Reviewed by: Rick Kleffel © 2007
Little, Brown / Hachette Book Group
US First Edition Hardcover
784 Pages; $25.99
Publication Date: 01-08-2007
Date Reviewed: 02-06-07
We look to novels for different types of experiences. Some novels we read to enjoy a fast-paced adventure. Still others lure us with immersive depictions of worlds, times or places unfamiliar to us. Others offer readers glimpses of the imaginary, snapshots from the myths and legends that we create both deliberately and accidentally. Few novels manage any of these individual modes successfully. 'The Terror' manages to be all three in a single cohesive work and offers a reading experience that is exciting, immersive and rewarding. Simmons achieves a literary style that is complex but straightforward. 'The Terror' is a grand adventure with an emotional and intellectual wallop.
The novel takes as its background a true story. In 1845, the British sent forth an expedition to find the Northwest Passage. HMS Erebus and HMS Terror left with a combined crew of 129 men, led by Sir John Franklin and Francis Crozier. The ships disappeared, and the ensuing search lasted more than thirty years. From this Simmons weaves a page-turning tale of human hubris coming face-to-face with unforgiving nature. But 'The Terror' is much more than the story of a doomed expedition into the arctic. Simmons novel evokes the thrill of myth, that primal cave-tale feel that short-circuits literary conventions and goes to the heart of story.
The architecture of this novel is ambitious. We start long after the ships were last actually seen in Baffin Bay, with things bad and getting worse. Supplies are short, the ships are trapped and something is hunting the men. It is intelligent and inimical, but even so, other dangers are more pressing. Food is short. Scurvy is starting to take its toll. Francis Crozier is beginning to realize that nobody may survive this trip. Danger is imminent and comes from a variety of sources. Simmons then backtracks to earlier in the expedition, when Sir John Franklin's rosy assessment of their chances still makes sense. And thus begins a complex set of switchbacks that move the story to and fro, inevitably towards tragedy. But this is no simple tragedy. Simmons uses faux journals, multiple viewpoints, staggered timelines and makes them seamless. As he imagines the slow journey of HMS Terror and Erebus into oblivion, he crosscuts and invents with breathtaking skill. 'The Terror' is thrilling to read by virtue of a literary skill that is utterly transparent.

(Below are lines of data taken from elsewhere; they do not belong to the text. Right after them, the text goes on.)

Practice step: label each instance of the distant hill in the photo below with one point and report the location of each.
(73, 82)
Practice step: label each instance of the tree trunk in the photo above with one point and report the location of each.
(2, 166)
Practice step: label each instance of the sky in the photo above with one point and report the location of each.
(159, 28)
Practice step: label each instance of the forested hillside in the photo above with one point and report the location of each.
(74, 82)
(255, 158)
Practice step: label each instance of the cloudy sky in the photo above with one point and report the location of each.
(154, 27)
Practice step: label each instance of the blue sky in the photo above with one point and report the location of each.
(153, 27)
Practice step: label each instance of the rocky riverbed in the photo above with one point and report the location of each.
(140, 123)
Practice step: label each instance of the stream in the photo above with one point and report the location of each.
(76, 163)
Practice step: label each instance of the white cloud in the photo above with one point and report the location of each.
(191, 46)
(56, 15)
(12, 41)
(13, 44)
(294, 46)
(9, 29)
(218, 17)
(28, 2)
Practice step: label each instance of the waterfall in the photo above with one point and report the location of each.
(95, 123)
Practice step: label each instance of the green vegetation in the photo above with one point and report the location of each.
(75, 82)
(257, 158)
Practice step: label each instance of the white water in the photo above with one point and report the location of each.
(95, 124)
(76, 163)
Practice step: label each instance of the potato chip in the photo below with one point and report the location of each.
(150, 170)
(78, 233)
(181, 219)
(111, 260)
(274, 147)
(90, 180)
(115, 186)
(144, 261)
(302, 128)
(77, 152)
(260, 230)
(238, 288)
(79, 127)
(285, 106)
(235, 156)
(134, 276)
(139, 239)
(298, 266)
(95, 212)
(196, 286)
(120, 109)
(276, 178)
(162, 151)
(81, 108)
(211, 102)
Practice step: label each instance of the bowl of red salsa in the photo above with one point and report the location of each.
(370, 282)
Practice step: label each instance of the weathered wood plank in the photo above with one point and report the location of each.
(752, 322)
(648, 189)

Characters come to life in 'The Terror' through both third-person narrations from a variety of viewpoints and first-person faux journals. All of the characters are based on the actual men who sailed aboard Terror and Erebus. The journalist, Doctor Harry Goodsir, is a rather nebbish man, clearly in over his head as the novel begins, but who grows in an amazingly rendered arc over the course of the novel. Crozier is our main man, a bitter, competent captain who is the victim of class prejudice. As the novel begins he's a drunk who contemplates suicide when his whiskey runs out. Sir John Franklin is an inept leader who clings to his beliefs when he should long ago have abandoned them. This is a big novel, and there are many other characters beyond these, all of whom take on lives of their own. With this many characters, the peril for Simmons as a writer is nearly as great as the peril his explorers find themselves in, but he fares much better. Every man, woman and child is clearly created for the reader. You won’t need a list of the dramatis personae to keep track of everyone on board the two ships. You might need some days off when you embark on this journey, because you will not want to put the book down.
The thrills to be found in 'The Terror' are many and varied. There are superb set pieces that will etch themselves in your reading memory and become places you can go back to visit. Even though 'The Terror' is a historical novel based on lots of careful research, Simmons manages to inject a soupcon of the supernatural that actually enhances the realistic feel he creates. There are scenes of wonder, terror and the two mixed perfectly. Simmons draws on myths and magic realism to enchant the reader even while he uses the brutal facts of the arctic environment to entrap his characters.
For all the excellence you'll experience while you read the novel, your expectations for the ending might tend to be diminished. The superb set pieces, the engaging literary experimentation and complex structure are, after all, facing an imperious truth: nobody survived. The real blast of arctic air will not hit you until you turn that last page and experience Simmons' fitting finale, an ending that redeems the agonizing journey and rewards readers beyond their wildest expectations. Whatever you might think you are looking for when you began reading 'The Terror', whatever experience you seek as a reader, prepare to have those expectations dashed against a literary force as unknowable, as powerful the arctic itself — Dan Simmons.